Ниже мы попытаемся сопоставить эту часть воспоминаний Мейера с другими источниками, которые стали известны лишь совсем недавно. Сейчас же важно подчеркнуть, что оригинальная часть воспоминаний пронизана единой направленностью. Приводимые в ней факты с настойчивостью той или иной степени убеждают читателя в действительной гибели всех 11 узников дома Ипатьева и полном уничтожении их трупов.

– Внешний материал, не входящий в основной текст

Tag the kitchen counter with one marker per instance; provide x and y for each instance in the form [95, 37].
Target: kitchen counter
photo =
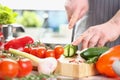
[96, 77]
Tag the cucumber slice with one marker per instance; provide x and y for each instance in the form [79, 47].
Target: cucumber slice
[66, 50]
[69, 50]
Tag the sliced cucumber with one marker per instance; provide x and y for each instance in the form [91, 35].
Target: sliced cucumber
[69, 50]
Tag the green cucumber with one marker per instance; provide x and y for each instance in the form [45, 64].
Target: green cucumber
[93, 52]
[69, 50]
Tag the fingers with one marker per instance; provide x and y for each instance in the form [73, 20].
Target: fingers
[73, 19]
[93, 41]
[86, 40]
[102, 42]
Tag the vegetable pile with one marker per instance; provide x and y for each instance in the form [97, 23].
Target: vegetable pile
[10, 68]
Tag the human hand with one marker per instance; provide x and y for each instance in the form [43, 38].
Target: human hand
[75, 9]
[98, 35]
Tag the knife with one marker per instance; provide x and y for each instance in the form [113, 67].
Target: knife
[73, 33]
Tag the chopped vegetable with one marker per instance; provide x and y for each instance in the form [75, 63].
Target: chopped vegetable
[45, 66]
[91, 54]
[70, 50]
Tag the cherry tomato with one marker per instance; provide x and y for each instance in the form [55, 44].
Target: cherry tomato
[50, 53]
[41, 52]
[8, 68]
[27, 49]
[33, 51]
[59, 50]
[25, 67]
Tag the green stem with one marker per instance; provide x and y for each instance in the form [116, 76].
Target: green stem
[24, 54]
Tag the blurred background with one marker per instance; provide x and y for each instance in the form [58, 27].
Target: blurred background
[44, 20]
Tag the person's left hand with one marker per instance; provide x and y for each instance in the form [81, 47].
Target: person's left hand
[98, 35]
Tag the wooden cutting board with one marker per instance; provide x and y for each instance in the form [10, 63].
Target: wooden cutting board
[77, 70]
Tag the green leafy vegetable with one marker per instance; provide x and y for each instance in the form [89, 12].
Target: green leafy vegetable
[7, 15]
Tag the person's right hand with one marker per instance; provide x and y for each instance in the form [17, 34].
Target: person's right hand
[76, 9]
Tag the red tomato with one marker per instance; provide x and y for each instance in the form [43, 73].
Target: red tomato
[50, 53]
[59, 50]
[25, 67]
[41, 52]
[27, 49]
[33, 51]
[8, 68]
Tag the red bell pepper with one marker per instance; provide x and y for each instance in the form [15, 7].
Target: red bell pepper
[18, 43]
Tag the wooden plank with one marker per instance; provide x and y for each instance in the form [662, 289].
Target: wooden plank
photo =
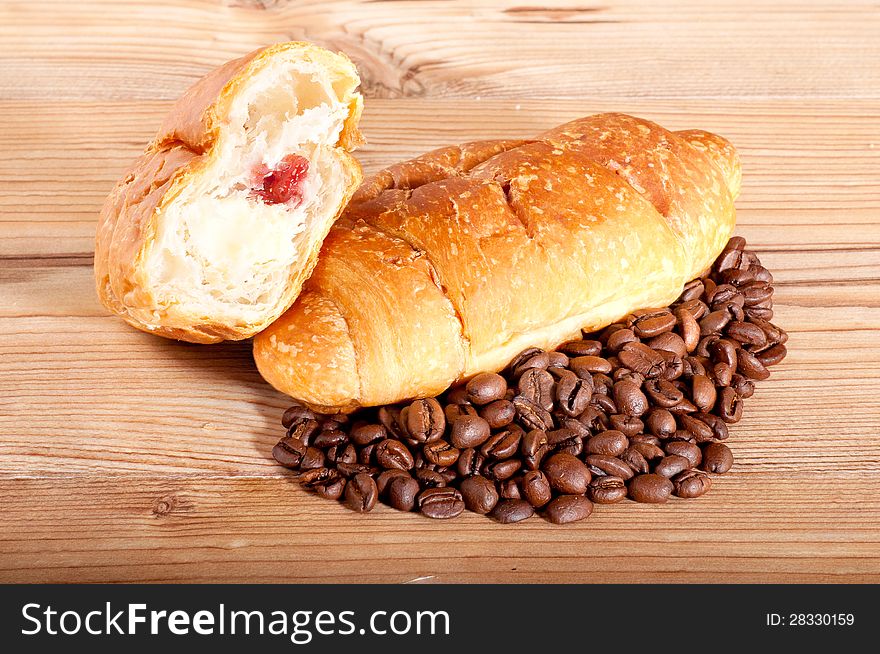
[112, 49]
[808, 167]
[760, 527]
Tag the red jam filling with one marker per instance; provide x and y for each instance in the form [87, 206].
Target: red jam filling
[284, 184]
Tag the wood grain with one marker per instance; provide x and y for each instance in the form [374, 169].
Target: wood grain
[129, 458]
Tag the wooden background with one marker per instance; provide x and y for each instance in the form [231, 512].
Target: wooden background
[125, 457]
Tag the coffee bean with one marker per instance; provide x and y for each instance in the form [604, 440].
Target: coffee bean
[567, 474]
[391, 453]
[609, 465]
[425, 420]
[607, 489]
[689, 451]
[531, 415]
[691, 483]
[479, 494]
[499, 413]
[361, 493]
[717, 458]
[642, 359]
[469, 431]
[651, 322]
[538, 386]
[671, 465]
[609, 443]
[586, 365]
[573, 393]
[534, 446]
[568, 508]
[441, 503]
[750, 366]
[509, 511]
[581, 348]
[536, 488]
[729, 405]
[650, 488]
[504, 444]
[441, 453]
[402, 492]
[703, 392]
[629, 398]
[289, 452]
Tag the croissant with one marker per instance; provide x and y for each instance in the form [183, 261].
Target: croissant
[454, 262]
[211, 233]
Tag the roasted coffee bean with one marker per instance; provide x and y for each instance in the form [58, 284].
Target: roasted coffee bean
[534, 448]
[743, 386]
[634, 459]
[716, 424]
[607, 489]
[509, 511]
[386, 476]
[620, 338]
[700, 430]
[629, 398]
[485, 388]
[572, 393]
[536, 488]
[289, 452]
[361, 493]
[660, 422]
[691, 483]
[729, 405]
[391, 453]
[425, 420]
[470, 462]
[567, 474]
[671, 465]
[441, 453]
[313, 458]
[717, 457]
[479, 494]
[499, 413]
[628, 425]
[469, 431]
[642, 359]
[586, 365]
[689, 451]
[329, 438]
[772, 355]
[581, 348]
[402, 492]
[295, 414]
[538, 386]
[703, 392]
[441, 503]
[502, 445]
[648, 450]
[609, 465]
[650, 488]
[750, 366]
[650, 322]
[531, 415]
[568, 508]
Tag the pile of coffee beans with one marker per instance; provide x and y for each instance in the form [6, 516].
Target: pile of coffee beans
[639, 410]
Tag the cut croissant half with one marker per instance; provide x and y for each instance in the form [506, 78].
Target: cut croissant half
[214, 229]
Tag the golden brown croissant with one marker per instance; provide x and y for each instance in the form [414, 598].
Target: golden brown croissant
[454, 262]
[215, 227]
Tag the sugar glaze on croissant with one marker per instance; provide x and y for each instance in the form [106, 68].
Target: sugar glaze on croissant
[452, 263]
[213, 230]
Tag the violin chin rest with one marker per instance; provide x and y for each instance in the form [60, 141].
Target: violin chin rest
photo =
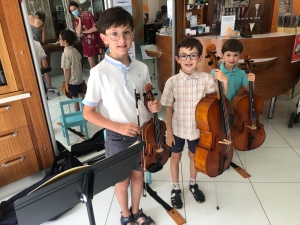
[155, 168]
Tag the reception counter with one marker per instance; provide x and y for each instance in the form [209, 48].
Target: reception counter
[275, 74]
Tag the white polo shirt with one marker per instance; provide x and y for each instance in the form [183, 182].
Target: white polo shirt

Во-первых, автор рисует зловеще-беспощадную фигуру Мебиуса с его решительным настроем на уничтожение царской семьи. Она как бы стоит над столь же беспощадными в решении судьбы царской семьи фигурами Голощекина, Белобородова, Юровского. Во-вторых, портрет Мебиуса дополняет характеристика семи палачей интернациональной бригады. "Их ненависть к царю, -- пишет Мейер, -- была настоящей, так как им бьшо ясно, что Россия будет продолжать войну против их родины в случае победы контрреволюционных белых армий. Это могло быть причиной назначения их на эту кровавую роль, готовность к которой они подтвердили на последующем опросе"[281]. В-третьих, многочисленные детали рассказа Мейера подчеркивают тщательность и продуманность готовившейся операции по уничтожению. Это показано подробным описанием охраны ("железного кольца") не только дома Ипатьева, но и прилегающей к нему территории накануне казни. "Меня часто позднее спрашивали, -- вспоминал Мейер, -- не было ли возможно кому-нибудь неизвестному проскользнуть в дом и позднее из него выйти? Я могу только сказать, что это было совершенно невозможно"[282]. То же самое подчеркнуто описанием картины расстрела: 11 экзекуторов, вооруженных семизарядными наганами, делают 77 выстрелов, причем каждый из них "заранее выбрал себе цель". После расстрела Юровский на вопрос Голощекина "Все ли мертвы?" предлагает тому вместе с сопровождающими лицами самим убедиться в этом. Описание осмотра не оставляло сомнений в том, что царская семья и находившиеся при ней лица были мертвы: Войков "был занят обследованием расстрелянных, не остался ли кто-нибудь жив", П.С.Медведев, Ваганов и Г.П.Никулин "были заняты заворачиванием трупов" в то самое шинельное сукно, которое Мейер по просьбе Юровского и Голощекина за несколько дней до казни предусмотрительно достал для этой цели. "Было одиннадцать трупов, -подчеркивает Мейер. -- Это были, и в этом нет никакого сомнения, царь со своей семьей и своими последними верными людьми"[283].
Столь же однозначно Мейер рассказывает и об уничтожении трупов. По его словам, их сбросили в шахту, забросали дровами, облили бензином и подожгли. При этом "образовался огромный огненный язык". В течение ночи пылал в урочище "Четыре брата" костер, затем процедуру повторили еще раз, а после пепел и угли залили серной кислотой и сравняли шахту с землей. "Это было действительно настоящее адское дело, даже последние следы Романовых должны были быть навсегда уничтоженными", -- заключал свой рассказ Мейер[284].
Имея возможность читать книгу Соколова, другие опубликованные материалы и исследования об убийстве царской семьи, автор воспоминаний не мог знать целый комплекс свидетельств, ставших известными лишь совсем недавно. Но именно они доказывают фальсифицированный характер "показаний" Мейера.